You could store the data in a git repo per domain, so that implicit de-duplicati...

oefrha · on Dec 22, 2019

git is pretty bad at handling large binary blobs. Good old timestamped directories with hardlinks (a la rsync --link-dest) probably works better.

fit2rule · on Dec 22, 2019

Git isn't that bad at handling binary blobs - as long as you enable LFS support, and your git repo is served locally, as suggested, you'll do fine.

oefrha · on Dec 22, 2019

> as long as you enable LFS support

You still end up with two copies of the same file, one in the local LFS “server”, one in the work tree, no? (I only played with LFS a bit many years ago when it first came out, so I could be wrong.) Unless you take into account deduplication built into certain filesystems.

fit2rule · on Dec 22, 2019

You don't get copies until you need them - thats the point entirely. More details here:

https://www.atlassian.com/git/tutorials/git-lfs

Also saves you from beating up your index with every change.

I've been using GIT LFS for the last 6 months with an Unreal Engine project, with multiple gigabytes of files being tracked, and it really is painless.

oefrha · on Dec 22, 2019

> You don't get copies until you need them

I know.

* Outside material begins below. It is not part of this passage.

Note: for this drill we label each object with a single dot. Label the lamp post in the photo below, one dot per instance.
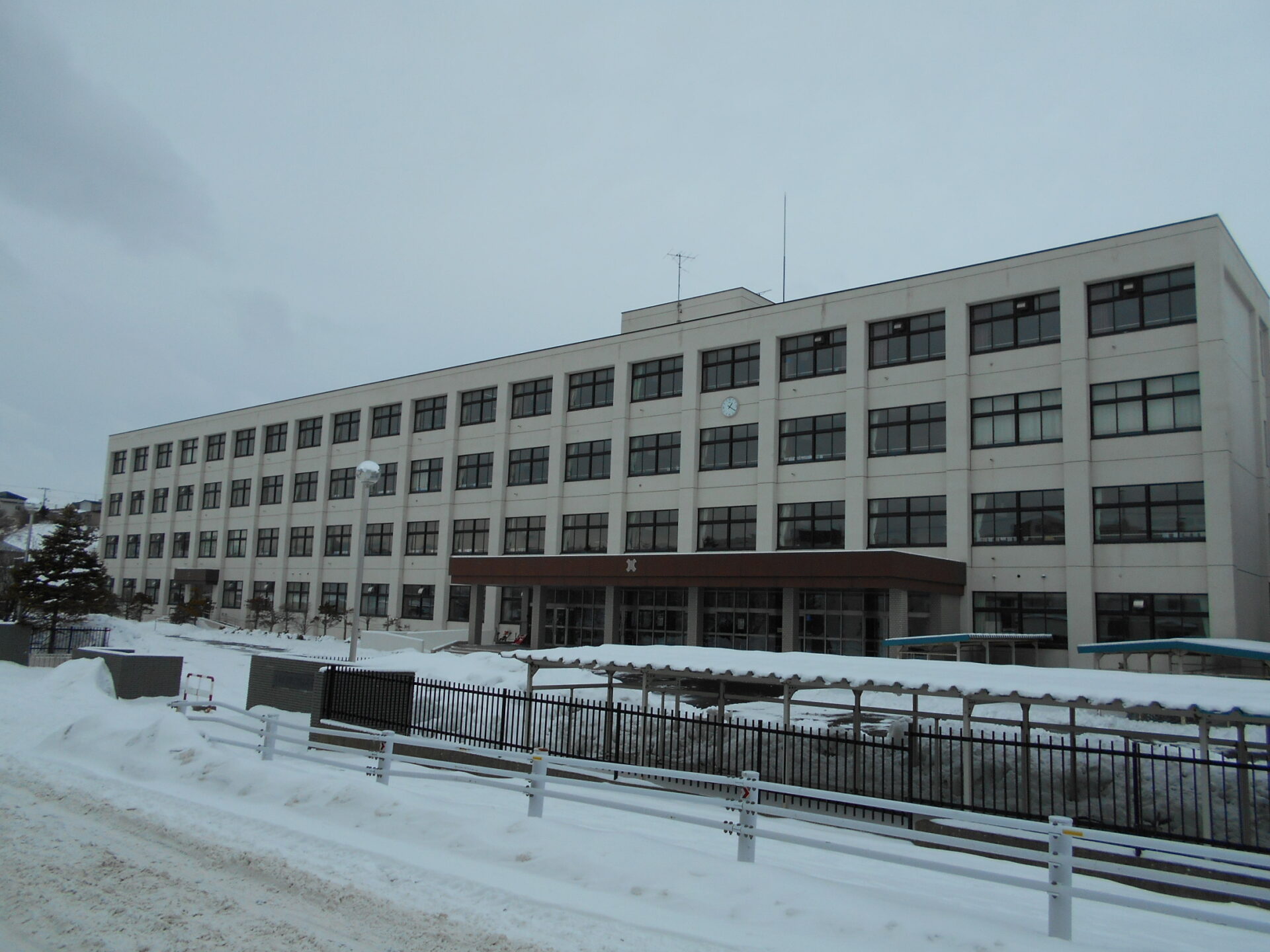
(367, 475)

But you do need them, and files in your work tree don’t magically disappear when you commit them in (presumably). So either you delete the work tree copy immediately after pushing it to LFS server, and duplicate the server copy every time you need to access it, in which case the file is only duplicated then but comes with elevated cost of access, or the latest copy sits around costing double the amount of space at all times.

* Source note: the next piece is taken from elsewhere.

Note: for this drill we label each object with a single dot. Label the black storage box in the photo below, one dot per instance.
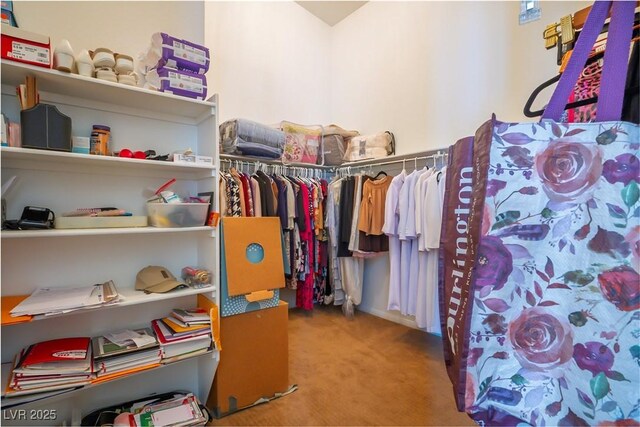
(45, 127)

fit2rule · on Dec 22, 2019

I don't see the issue? Either you want to use Git or not. I have gigabyte-scale files in my 6-month old repo's and haven't ever run into any issues. Of course this may be because my git server is right next to my desk and I'm on gigabit ethernet ..

Hello71 · on Dec 22, 2019

or just use a bare repo?

hunter2_ · on Dec 22, 2019

Aside: are there non-binary and/or non-large blobs? I'm thinking along the lines of ATM machine / PIN number but maybe BLOB no longer implies "binary large" without being explicit.

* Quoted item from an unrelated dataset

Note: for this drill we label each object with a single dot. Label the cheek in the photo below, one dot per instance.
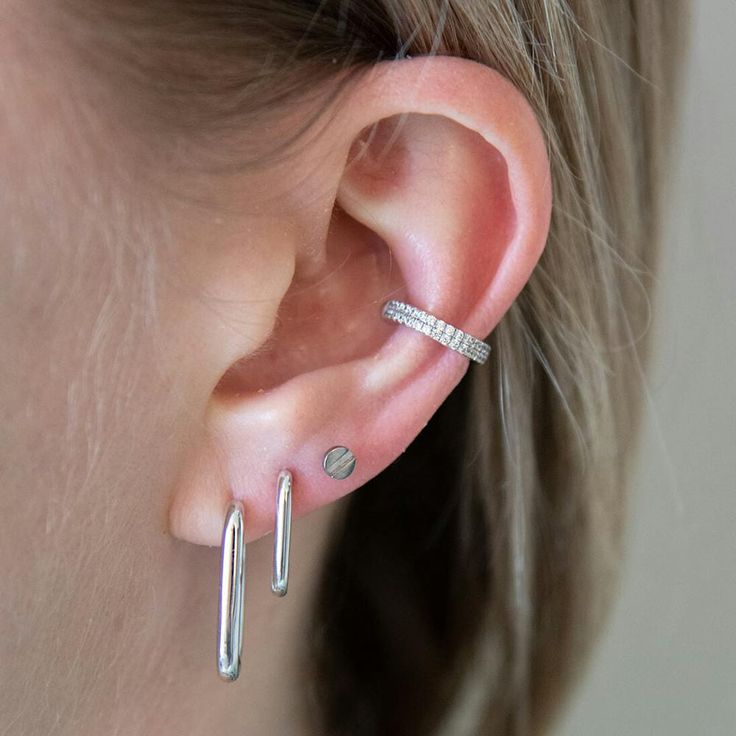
(92, 420)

wurst_case · on Dec 22, 2019

I like the elegance of this idea.

archivist1 · on Dec 22, 2019

I like this idea, especially using git to version the store. With automatic commits, you could roll back to a particular date to see the page versions then. A personal "archive.org" sounds very awesome!

solarkraft · on Dec 22, 2019

I like the idea (not of git, but a personal archive), especially if search is integrated.

However what'd make it really amazing for me would be the ability to share those archived versions with everyone around the world, so we wouldn't have to duplicate our efforts or would have a higher chance of having that specific version of one special page saved.

For now the best way to contribute to this seems to be centralization: Donate to archive.org.